Version: Candidate-4.0

Unload data using INSERT INTO FILES

This topic describes how to unload data from StarRocks into remote storage by using INSERT INTO FILES.

From v3.2 onwards, StarRocks supports using the table function FILES() to define a writable file in remote storage. You can then combine FILES() with the INSERT statement to unload data from StarRocks to your remote storage.

Compared to other data export methods supported by StarRocks, unloading data with INSERT INTO FILES provides a more unified, easy-to-use interface. You can unload the data directly into your remote storage using the same syntax that you used to load data from it. Moreover, this method supports storing the data files in different storage paths by extracting the values of a specified column, allowing you to manage the exported data in a partitioned layout.

NOTE

Please note that unloading data with INSERT INTO FILES does not support directly exporting data into local file systems. However, you can export the data into local files by using NFS. See Unload to local files using NFS.

Preparation

The following example creates a database unload and a table sales_records as the data objects that can be used in the following tutorial. You can use your own data instead.

CREATE DATABASE unload;
USE unload;
CREATE TABLE sales_records(
    record_id     BIGINT,
    seller        STRING,
    store_id      INT,
    sales_time    DATETIME,
    sales_amt     DOUBLE
)
DUPLICATE KEY(record_id)
PARTITION BY date_trunc('day', sales_time)
DISTRIBUTED BY HASH(record_id);

INSERT INTO sales_records
VALUES
    (220313001,"Amy",1,"2022-03-13 12:00:00",8573.25),
    (220314002,"Bob",2,"2022-03-14 12:00:00",6948.99),
    (220314003,"Amy",1,"2022-03-14 12:00:00",4319.01),
    (220315004,"Carl",3,"2022-03-15 12:00:00",8734.26),
    (220316005,"Carl",3,"2022-03-16 12:00:00",4212.69),
    (220317006,"Bob",2,"2022-03-17 12:00:00",9515.88);

The table sales_records contains the transaction ID record_id, salesperson seller, store ID store_id, time sales_time, and sales amount sales_amt for each transaction.

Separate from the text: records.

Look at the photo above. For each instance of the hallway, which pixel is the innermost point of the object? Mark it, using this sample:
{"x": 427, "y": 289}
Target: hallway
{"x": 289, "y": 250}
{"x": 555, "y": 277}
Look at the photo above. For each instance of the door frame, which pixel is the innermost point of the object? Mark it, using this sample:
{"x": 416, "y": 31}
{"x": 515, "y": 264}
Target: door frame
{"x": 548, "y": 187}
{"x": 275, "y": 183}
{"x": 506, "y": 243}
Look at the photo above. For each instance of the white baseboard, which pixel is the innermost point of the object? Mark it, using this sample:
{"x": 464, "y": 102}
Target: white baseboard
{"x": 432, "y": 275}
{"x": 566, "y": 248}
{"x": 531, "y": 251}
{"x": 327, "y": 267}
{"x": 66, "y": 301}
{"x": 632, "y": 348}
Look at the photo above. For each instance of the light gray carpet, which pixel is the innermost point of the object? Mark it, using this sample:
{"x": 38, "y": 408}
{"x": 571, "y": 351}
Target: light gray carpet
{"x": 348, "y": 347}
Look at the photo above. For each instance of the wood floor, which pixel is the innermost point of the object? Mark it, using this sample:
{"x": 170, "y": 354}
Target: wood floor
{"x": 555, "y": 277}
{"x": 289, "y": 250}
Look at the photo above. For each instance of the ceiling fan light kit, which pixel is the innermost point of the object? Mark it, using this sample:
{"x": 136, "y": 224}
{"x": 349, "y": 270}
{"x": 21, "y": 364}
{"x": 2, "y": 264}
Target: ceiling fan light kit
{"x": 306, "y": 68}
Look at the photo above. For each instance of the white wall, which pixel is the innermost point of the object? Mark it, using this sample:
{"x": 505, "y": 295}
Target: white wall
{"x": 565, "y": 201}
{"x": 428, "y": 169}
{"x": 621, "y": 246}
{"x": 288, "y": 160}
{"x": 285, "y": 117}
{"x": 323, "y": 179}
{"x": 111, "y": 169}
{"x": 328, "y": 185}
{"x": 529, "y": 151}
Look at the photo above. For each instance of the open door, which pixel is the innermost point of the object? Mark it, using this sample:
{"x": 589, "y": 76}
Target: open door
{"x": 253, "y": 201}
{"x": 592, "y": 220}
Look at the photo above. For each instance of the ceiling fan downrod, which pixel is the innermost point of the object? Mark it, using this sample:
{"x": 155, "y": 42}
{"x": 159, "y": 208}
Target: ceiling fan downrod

It is partitioned on a daily basis in accordance with sales_time.

You also need to prepare a remote storage system with write access. The following examples export data to the following remote storages:

An HDFS cluster with the simple authentication method enabled.
An AWS S3 bucket using the IAM User credential.

For more about the remote storage systems and credential methods supported by FILES(), see SQL reference - FILES().

Unload data

INSERT INTO FILES supports unloading data into a single file or multiple files. You can further partition these data files by specifying separate storage paths for them.

When unloading data using INSERT INTO FILES, you must manually set the compression algorithm using the property compression. For more information on the data compression algorithm supported by FILES, see unload_data_param.

Unload data into multiple files

By default, INSERT INTO FILES unloads data into multiple data files, each with a size of 1 GB. You can configure the file size using the property target_max_file_size (Unit: Bytes).

The following example unloads all data rows in sales_records as multiple Parquet files prefixed by data1. The size of each file is 1 KB.

note

Here, setting target_max_file_size to 1 KB is to demonstrate unloading into multiple files with a small dataset. In production environment, you are strongly advised to set this value within the range of hundreds of MB to multiple GB.

To S3:

INSERT INTO 
FILES(
    "path" = "s3://mybucket/unload/data1",
    "format" = "parquet",
    "compression" = "uncompressed",
    "target_max_file_size" = "1024", -- 1KB
    "aws.s3.access_key" = "xxxxxxxxxx",
    "aws.s3.secret_key" = "yyyyyyyyyy",
    "aws.s3.region" = "us-west-2"
)
SELECT * FROM sales_records;

To HDFS:

INSERT INTO 
FILES(
    "path" = "hdfs://xxx.xx.xxx.xx:9000/unload/data1",
    "format" = "parquet",
    "compression" = "uncompressed",
    "target_max_file_size" = "1024", -- 1KB
    "hadoop.security.authentication" = "simple",
    "username" = "xxxxx",
    "password" = "xxxxx"
)
SELECT * FROM sales_records;

Unload data into multiple files under different paths

You can also partition the data files in different storage paths by extracting the values of the specified column using the property partition_by.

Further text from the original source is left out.